More than anything, I remember the laughter, love, and support- real, honest to goodness support of the kind that hugs you even when you have Day Three hair and you’ve cried your make-up off and insist you don’t want to be hugged but you crumple anyway. Trite perhaps, but you can’t lose without first loving.

Fancy, I love you and miss you.

4 Responses to “When There’s No Help For It”

  1. I’m sorry that you lost your friend. I hope very soon that the two of you can work out whatever’s wrong so the two of you can go back to doing all of the cool things you two have been doing. Lots of love and hugs to both of you.

  2. I am going through something so similar right now. My best friend of five years and I have abruptly stopped talking and I have no idea why.
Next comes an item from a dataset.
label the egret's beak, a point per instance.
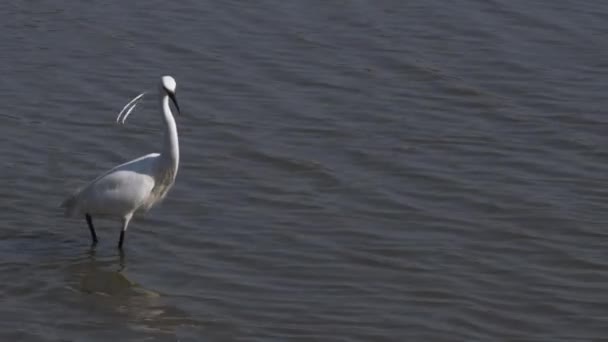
(172, 96)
There was no fight, no catalyst. Just silence. I am left with the numbness and a painful inclination towards pretending like nothing is wrong. When really – it hurts everywhere.

    I’m so sorry you’re going through this, too. I hope everything works out. xoxo.

  3. I’m still hopeful that whatever is the matter will work itself out with time. Maybe that’s stupid of me, but if I’ve learned anything about friendships and relationships, it’s that you can’t make someone want to talk to you no matter how much you need to say something. I just hate knowing another day has passed by and I’m unable to resolve what is going on and have things be right between us.

    Thank you, Natasha, for your kind thoughts. And thank you, Ameena, for understanding. I hope that you are able to find a way to make sense of what is happening with you and your friend too.

  4. I lost my best friend too. We’ve gotten back in touch, but it’s not the same. Too much has happened now. I wish I could blink and fix it all, for both of us.